As someone who has lived on Long Island all her life, I would consider myself to be a sort of expert on what we're all about. We live on Long Island, not in it, and we take iced coffee and half and half (iced tea and lemonade) very seriously, along with our BEC's, always from our go-to bagel spot. We will never, ever let you forget how amazing our pizza and bagels are. Nothing compares. There isn't anything quite as extraordinary than Little Vincent's cold cheese pizza. Long Island is a place where Billy Joel is the king and Lindsay Lohan is the queen. Around here, we all will joke that Billy Joel has crashed his car or motorcycle (or maybe even both) into most of our houses, or that LiLo has been to rehab with our friend's cousin's mom's uncle. We are a different type of New Yorker, full of attitude and sarcasm. You know you love us.. XOXO Long Island.
1. You know someone who went to Chaminade or OLMA/SHA
If you don't know someone from an all boys or all girls school, you definitely know someone at St. Anthony's or Holy Trinity, or one of the other private high schools on the island.
2. Billy Joel is a huge deal
You cannot live here unless you have at least some appreciation for his music/legacy. We aren't saying you have to live and breathe for Billy, but you must sing along when Piano Man/We Didn't Start the Fire comes on.
3. If you're not from Long Island or NYC, you're not really from New York
You're from upstate. No offense, but we're so much preppier in our lax shorts and Vineyard Vines t shirts.
4. You don't go to Manhattan, you go to "the City"
You consider the city to be a place you never want to be, especially in the summer when you can smell week-old garbage on the streets and in the subways.
5. You never, ever, EVER want to change at Jamaica
Especially not at night. Don't even think about coming here alone.
6. You have an accent and deny it. Also, you curse. A lot.

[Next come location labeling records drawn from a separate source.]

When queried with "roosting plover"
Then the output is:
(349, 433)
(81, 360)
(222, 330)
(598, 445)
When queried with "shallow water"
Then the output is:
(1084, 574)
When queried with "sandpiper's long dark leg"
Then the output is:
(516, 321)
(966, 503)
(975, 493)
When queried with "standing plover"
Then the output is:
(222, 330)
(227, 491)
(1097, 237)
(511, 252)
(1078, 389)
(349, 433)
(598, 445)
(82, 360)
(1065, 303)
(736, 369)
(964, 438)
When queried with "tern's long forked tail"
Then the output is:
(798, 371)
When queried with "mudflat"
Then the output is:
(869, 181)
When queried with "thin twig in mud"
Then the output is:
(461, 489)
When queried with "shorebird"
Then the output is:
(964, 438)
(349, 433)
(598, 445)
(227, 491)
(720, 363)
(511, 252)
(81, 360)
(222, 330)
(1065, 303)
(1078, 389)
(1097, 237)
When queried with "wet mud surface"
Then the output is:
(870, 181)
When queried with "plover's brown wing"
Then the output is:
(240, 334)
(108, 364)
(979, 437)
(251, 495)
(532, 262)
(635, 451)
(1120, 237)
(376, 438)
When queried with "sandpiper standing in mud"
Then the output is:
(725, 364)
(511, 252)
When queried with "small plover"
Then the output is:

It's part of our dialect! Lawn guy landers live for our d**n iced cawfees!
7. The geese are everywhere!
Watch where you step (they poop everywhere) and where you're driving! Almost hit a whole gaggle (five geese) while trying to get down 106/107 this week!
8. If your parents didn't, your grandparents lived in the city.

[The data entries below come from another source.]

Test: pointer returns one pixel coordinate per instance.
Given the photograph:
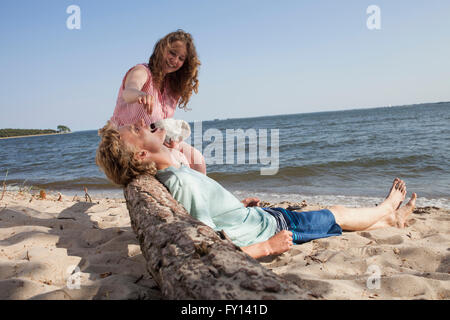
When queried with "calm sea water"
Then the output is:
(342, 157)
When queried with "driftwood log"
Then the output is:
(188, 259)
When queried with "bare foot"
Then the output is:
(396, 195)
(401, 215)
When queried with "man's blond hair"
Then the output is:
(117, 158)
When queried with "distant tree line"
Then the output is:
(28, 132)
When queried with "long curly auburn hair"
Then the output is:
(184, 81)
(117, 158)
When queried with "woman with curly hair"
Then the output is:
(152, 91)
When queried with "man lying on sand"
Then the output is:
(137, 149)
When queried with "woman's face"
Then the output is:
(174, 56)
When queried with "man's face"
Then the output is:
(141, 136)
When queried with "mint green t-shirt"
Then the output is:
(207, 201)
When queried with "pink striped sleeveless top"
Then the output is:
(128, 113)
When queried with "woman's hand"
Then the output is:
(147, 101)
(251, 202)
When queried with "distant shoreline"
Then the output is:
(36, 135)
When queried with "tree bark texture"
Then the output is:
(188, 259)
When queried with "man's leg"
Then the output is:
(357, 219)
(398, 218)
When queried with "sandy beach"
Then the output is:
(77, 249)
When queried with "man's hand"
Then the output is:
(281, 242)
(251, 202)
(172, 144)
(147, 101)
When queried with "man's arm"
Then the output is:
(279, 243)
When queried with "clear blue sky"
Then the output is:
(258, 57)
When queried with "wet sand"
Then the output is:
(75, 249)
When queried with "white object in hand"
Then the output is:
(176, 130)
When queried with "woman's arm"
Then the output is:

Those poor souls. The city can't handle Long Island now.
9. You live in the shadow of the greatest city in the world, but you never go there.
Why would we go into the filthy city to shop or eat when we have the Miracle Mile (Americana Manhasset) or 100 different restaurants less than 30 minutes away?
10. When you're away from Long Island, you love it, and when you're there, you hate it.
Long Island is crap when we're here. When we leave, however, we are all looking forward to coming back to the familiar comforts of home, going to our regular diner and the same sticky booth we love to sit in while gossiping, drinking a milkshake and eating home fries.
11. You know the exact point at which Queens turns into Nassau just on intuition.
The air just changes. Or the radio maybe? You just know. You always know.
12. No matter what you do at night, you end up at a diner.
You know the place. That 50's style, 24 hour diner down the block from your house. Yes, the one where the waiter is older than sliced bread. Do you, man!
13. You can correctly pronounce places like Massapequa, Syosset, Wantagh, Aquebogue, Cutchogue, Sagaponak, Hauppauge, Mattituck, Islandia, Patchogue, Quoge, and Amagansett.. just to name a few!
You wouldn't believe how many towns we have that people who aren't from here can't pronounce!
14. You know the location of six malls eight bagel stores, five delis, a Dunkin' Donuts Drive Thru, seven Starbucks, a dozen McDonald's and 36 7-11's
Off the top of your head of course. For the most part you can navigate the entire island (or at least Nassau) without your iPhone GPS telling you how to get to Moe's for your much-needed queso date after a long day at the beach.